Mechanical performance of carbon fiber/epoxy composites cured by self-resistance electric heating method

• Published in: International journal of advanced manufacturing technology Vol. 103; no. 9-12; pp. 3479 - 3493
• Main Authors: Liu, Shuting, Li, Yingguang, Shen, Yan, Lu, Yong
• Format: Journal Article
• Language: English
• Published: London Springer London 01.08.2019; Springer Nature B.V
• Subjects: Adhesive strength; Autoclaving; CAE) and Design; Carbon fiber reinforced plastics; Carbon fibers; Carbon-epoxy composites; Compressive strength; Computer-Aided Engineering (CAD; Curing; Electric heating; Electrical resistance; Energy consumption; Energy distribution; Engineering; Fiber composites; Fiber reinforced polymers; Flexural strength; Heating rate; High temperature effects; Industrial and Production Engineering; Interfacial shear strength; Interfacial strength; Mechanical Engineering; Mechanical properties; Mechanical tests; Media Management; Original Article; Polymer matrix composites; Resins; Shear strength; Temperature distribution; Temperature gradients; Curing; Polymer matrix composites (PMCs); Self-resistance electric heating; Mechanical performance
• ISSN: 0268-3768; 1433-3015
• DOI: 10.1007/s00170-019-03707-0

Carbon fiber reinforced plastic self-resistance electric (SRE) heating has been conceived as an alternative to out-of-autoclave technology due to its characteristics of uniform heating, fast heating/cooling, low energy consumption, and low equipment investment.

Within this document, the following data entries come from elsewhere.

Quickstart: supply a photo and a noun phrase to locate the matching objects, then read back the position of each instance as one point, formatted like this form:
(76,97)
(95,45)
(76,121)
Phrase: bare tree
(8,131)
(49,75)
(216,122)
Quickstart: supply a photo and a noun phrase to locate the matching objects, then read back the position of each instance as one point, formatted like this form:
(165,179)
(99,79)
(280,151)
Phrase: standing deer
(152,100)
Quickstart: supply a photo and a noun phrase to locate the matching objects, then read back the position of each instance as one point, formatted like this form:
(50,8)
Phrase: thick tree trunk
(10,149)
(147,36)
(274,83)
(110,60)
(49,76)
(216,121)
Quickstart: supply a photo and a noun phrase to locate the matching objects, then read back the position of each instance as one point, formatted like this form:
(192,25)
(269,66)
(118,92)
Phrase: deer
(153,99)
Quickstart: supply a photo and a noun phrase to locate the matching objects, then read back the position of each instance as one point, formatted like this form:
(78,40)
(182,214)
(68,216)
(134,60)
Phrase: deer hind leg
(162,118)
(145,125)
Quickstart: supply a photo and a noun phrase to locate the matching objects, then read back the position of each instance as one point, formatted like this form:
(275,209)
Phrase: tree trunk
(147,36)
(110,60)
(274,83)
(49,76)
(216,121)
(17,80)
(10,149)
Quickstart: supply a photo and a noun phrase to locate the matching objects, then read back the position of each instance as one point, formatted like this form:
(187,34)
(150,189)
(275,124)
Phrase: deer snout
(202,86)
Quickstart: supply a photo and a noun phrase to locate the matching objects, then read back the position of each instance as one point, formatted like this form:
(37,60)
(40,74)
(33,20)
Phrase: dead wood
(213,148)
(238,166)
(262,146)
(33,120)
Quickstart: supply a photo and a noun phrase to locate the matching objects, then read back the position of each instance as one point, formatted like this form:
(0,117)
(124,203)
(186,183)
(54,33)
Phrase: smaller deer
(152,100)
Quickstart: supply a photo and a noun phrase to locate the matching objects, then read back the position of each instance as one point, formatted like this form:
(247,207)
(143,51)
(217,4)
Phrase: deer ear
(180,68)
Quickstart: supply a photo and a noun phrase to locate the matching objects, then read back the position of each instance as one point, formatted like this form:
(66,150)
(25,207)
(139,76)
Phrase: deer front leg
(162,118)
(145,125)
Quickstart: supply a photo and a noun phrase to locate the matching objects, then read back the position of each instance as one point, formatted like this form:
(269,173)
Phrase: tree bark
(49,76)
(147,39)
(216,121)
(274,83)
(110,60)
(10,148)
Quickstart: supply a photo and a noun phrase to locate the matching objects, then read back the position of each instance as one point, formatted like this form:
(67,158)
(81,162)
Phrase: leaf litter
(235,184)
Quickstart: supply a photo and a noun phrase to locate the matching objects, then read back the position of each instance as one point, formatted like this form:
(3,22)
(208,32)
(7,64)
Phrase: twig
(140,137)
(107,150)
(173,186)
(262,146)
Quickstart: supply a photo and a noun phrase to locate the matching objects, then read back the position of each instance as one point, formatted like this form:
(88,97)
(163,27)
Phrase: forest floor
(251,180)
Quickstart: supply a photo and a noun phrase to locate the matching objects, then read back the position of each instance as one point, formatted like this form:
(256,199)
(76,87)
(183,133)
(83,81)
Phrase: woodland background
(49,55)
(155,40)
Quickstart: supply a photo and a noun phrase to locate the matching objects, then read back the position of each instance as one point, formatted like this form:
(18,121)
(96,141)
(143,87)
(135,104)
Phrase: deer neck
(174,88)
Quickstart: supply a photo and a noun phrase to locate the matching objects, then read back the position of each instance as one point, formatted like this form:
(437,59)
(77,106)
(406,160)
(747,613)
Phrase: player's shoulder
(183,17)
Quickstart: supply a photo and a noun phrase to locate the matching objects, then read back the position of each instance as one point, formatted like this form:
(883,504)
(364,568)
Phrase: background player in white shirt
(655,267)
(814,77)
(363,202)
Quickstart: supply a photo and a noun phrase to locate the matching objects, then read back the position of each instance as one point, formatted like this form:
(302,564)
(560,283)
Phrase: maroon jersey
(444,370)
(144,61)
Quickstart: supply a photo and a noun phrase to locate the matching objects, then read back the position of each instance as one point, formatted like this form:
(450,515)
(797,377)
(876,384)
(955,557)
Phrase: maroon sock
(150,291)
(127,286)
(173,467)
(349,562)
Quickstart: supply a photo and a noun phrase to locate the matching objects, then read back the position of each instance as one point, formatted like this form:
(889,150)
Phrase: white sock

In this work, a series of SRE heating experiments were conducted, in which the temperature distribution field, energy consumption, and curing time of SRE curing process were characterized. Comprehensive mechanical tests and microscopic characterization were carried out. The experimental results exhibit that the rapid heating rate of SRE curing process resulted in a weaker matrix performance because of the insufficient time of void elimination, which finally leads to an inferior compression and flexural strength for the composite part, while the fiber preferential heating effect can significantly improve the fiber-resin interfacial strength, because the naturally formed temperature difference along the interfacial area enhanced the adhesive strength of the resin around the interface, which improved the macroscopic tension and interlaminar shear strength.